Parlant des revendications du Mnla et d’Ansar Eddine, Zeidane Ag Sidalamine a invité les mouvements au dialogue et à plus de retenue. Le conférencier a souligné les efforts de l’Etat dans la mise en œuvre du processus de décentralisation. Selon lui, l’engagement de l’Etat pour le développement des régions Nord du Mali s’est traduit par le vaste programme appelé Pspsdn. Malgré ces efforts, il a invité l’Etat à multiplier les stratégies pour le développement de ces différentes zones.
Le troisième conférencier, Zeïni Moulaye, expert en questions sécuritaires et paix, a expliqué la nécessité du soutien de la Communauté internationale pour une sortie de crise définitive.

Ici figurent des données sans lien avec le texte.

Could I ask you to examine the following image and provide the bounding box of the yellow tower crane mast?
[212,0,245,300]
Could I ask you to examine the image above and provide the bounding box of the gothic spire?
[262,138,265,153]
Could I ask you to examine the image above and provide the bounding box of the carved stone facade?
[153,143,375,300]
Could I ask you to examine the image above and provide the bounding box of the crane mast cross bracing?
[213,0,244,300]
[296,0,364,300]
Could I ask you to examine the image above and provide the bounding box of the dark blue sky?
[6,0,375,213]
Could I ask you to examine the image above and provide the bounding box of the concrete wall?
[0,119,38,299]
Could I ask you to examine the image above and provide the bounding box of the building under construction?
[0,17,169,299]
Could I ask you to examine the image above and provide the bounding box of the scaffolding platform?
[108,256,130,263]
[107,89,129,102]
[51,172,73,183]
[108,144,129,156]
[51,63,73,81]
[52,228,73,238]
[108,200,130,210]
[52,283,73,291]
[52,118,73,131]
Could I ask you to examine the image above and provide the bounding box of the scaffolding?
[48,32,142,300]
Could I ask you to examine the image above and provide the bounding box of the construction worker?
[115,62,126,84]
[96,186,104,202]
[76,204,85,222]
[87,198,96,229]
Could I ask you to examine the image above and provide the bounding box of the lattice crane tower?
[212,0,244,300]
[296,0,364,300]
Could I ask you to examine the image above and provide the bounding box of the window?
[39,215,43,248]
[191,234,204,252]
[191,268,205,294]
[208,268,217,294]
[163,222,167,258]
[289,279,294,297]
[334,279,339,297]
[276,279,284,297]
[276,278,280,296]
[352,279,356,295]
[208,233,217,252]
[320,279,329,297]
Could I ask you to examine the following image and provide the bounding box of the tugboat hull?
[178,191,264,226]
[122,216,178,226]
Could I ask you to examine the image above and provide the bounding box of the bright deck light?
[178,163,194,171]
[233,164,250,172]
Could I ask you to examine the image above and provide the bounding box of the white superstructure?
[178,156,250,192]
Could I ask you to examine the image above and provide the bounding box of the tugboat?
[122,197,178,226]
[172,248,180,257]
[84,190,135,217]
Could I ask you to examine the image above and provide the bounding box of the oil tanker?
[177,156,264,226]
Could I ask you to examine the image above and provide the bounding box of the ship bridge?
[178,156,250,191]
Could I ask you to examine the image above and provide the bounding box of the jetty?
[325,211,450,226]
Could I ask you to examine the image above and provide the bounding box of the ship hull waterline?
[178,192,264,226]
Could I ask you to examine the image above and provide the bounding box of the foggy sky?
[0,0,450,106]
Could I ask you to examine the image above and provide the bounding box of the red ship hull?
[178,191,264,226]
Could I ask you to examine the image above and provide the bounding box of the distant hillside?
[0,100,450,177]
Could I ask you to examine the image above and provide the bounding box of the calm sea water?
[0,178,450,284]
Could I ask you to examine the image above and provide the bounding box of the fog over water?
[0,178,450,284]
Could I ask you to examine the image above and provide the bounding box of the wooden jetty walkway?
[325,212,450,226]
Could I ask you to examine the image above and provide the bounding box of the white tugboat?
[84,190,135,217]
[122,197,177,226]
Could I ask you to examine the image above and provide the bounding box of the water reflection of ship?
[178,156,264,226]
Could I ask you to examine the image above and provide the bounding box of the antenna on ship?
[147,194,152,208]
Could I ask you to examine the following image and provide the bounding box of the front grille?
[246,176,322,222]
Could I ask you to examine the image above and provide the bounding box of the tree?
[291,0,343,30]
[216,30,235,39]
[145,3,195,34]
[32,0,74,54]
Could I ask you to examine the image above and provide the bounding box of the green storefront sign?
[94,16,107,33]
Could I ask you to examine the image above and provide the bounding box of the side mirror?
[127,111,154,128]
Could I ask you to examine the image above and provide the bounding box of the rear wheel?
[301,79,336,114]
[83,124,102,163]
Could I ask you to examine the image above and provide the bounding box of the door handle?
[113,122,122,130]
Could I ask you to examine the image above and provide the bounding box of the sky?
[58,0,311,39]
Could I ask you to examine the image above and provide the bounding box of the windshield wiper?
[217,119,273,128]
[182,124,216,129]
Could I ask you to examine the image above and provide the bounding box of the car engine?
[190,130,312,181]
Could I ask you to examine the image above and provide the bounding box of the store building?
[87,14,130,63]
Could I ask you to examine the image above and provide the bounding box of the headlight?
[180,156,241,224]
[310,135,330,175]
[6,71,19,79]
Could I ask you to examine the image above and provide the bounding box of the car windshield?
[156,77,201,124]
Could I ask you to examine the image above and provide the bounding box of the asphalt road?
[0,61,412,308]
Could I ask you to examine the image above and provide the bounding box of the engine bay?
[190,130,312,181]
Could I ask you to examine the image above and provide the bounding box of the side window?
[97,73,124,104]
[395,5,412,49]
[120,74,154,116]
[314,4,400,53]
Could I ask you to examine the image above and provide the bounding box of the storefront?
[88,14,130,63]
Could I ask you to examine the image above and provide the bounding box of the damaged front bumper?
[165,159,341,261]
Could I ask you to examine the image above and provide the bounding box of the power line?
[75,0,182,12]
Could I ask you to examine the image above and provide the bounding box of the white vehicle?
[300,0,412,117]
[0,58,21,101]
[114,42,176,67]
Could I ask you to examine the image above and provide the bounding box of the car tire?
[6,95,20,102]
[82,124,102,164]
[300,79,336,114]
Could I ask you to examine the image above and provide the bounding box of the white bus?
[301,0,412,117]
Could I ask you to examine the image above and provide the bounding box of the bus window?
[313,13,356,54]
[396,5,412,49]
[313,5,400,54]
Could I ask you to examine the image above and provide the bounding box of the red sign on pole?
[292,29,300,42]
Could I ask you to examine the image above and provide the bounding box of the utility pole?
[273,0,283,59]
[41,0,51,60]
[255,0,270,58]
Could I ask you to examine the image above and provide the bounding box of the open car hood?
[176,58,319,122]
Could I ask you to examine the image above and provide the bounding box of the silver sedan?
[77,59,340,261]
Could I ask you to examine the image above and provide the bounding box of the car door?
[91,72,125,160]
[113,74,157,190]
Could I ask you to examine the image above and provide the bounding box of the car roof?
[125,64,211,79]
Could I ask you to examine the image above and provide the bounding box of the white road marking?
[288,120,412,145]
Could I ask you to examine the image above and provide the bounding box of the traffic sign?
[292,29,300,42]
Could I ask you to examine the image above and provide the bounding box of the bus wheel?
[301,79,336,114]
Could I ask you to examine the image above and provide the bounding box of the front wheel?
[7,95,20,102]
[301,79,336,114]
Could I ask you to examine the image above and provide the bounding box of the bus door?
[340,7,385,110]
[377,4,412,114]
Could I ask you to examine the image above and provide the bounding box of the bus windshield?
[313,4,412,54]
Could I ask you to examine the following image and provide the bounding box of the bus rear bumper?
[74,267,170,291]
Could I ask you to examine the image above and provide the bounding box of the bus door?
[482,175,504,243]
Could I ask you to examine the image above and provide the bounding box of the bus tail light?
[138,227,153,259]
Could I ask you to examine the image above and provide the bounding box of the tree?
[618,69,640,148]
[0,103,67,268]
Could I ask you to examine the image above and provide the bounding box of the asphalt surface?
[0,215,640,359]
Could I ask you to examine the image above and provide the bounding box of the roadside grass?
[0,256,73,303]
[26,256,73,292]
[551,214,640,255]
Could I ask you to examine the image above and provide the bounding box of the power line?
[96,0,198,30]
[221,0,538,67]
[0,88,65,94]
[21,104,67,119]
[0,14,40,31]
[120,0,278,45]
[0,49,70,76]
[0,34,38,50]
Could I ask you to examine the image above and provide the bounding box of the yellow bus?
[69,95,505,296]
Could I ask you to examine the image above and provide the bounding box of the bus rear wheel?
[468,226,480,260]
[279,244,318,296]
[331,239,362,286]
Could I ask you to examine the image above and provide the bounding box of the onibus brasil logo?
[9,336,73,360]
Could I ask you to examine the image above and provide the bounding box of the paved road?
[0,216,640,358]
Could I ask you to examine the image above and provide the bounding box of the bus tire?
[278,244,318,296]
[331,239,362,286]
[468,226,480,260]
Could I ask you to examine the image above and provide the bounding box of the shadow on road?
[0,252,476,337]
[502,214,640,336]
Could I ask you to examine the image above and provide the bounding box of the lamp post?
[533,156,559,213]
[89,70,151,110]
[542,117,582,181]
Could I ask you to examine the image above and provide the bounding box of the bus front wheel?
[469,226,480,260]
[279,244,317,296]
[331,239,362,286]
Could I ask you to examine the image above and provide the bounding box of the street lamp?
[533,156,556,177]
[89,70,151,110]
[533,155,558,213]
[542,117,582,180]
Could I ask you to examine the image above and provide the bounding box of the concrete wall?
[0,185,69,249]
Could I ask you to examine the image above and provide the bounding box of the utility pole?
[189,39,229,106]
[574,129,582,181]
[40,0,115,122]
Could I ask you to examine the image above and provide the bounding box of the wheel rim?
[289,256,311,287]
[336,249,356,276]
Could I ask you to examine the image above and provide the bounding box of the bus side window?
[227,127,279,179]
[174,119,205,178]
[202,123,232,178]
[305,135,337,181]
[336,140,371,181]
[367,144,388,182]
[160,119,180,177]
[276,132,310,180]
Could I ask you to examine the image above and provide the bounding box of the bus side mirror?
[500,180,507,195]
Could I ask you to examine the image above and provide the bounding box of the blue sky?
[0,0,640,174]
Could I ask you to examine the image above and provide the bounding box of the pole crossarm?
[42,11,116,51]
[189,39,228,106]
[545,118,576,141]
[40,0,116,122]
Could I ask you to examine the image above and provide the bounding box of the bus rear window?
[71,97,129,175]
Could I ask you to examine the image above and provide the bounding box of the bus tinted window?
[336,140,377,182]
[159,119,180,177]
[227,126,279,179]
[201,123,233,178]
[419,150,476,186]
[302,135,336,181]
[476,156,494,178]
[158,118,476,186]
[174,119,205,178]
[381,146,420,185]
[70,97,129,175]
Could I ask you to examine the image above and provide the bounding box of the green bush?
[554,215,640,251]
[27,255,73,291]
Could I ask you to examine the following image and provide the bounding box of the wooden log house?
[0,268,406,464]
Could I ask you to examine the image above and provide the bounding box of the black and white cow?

Selon lui, l’Etat malien ne peut à lui seul résoudre cette crise qui dépasse largement ses frontières avec l’amplification du terrorisme international.
Abondant dans le même sens, le représentant de l’Union Européenne au Mali, Richard Zink a invité les uns et les autres à faire preuve de sagesse et de tolérance pour la cause de la nation malienne. Selon lui, le Nord a toujours été une priorité pour la coopération européenne. «Nous souhaitons un Mali uni et prospère. Nous sommes confiants en la capacité du Mali à résoudre la crise du Nord et nous sommes persuadés que les partenaires (Cédéao, les Nations unies, l’Union africaine, les pays du champ et les autres partenaires techniques et financiers), tous comme nous-mêmes, sont prêts à appuyer les efforts du Mali» a-t-il conclu.
Le collectif des maires du Nord a estimé qu’il est illusoire de vouloir négocier avec les groupes armés. Sadou Diallo, maire de Gao, a rétorqué l’idée selon laquelle l’armée ne disposerait pas de moyens logistiques pour les bouter hors du territoire. Les fils du Nord n’ont pas manqué l’opportunité de se faire entendre et apporter leur modeste contribution dans la recherche de la paix, la stabilité et le développement durable. Mohamed Ag Erlaf, coordinateur du Pspsdn et Zeidane Ag Sidalamine, ont émis les vœux ardents d’un retour sans condition à la paix et de chercher une issue favorable à ce conflit qui perdure. « Vraiment, nous avons soif de la paix. La paix rien que la paix. Nous sommes fatigués de cette guerre fratricide avec des conséquences énormes sur le développement des régions nord du Mali» ont-ils déclaré.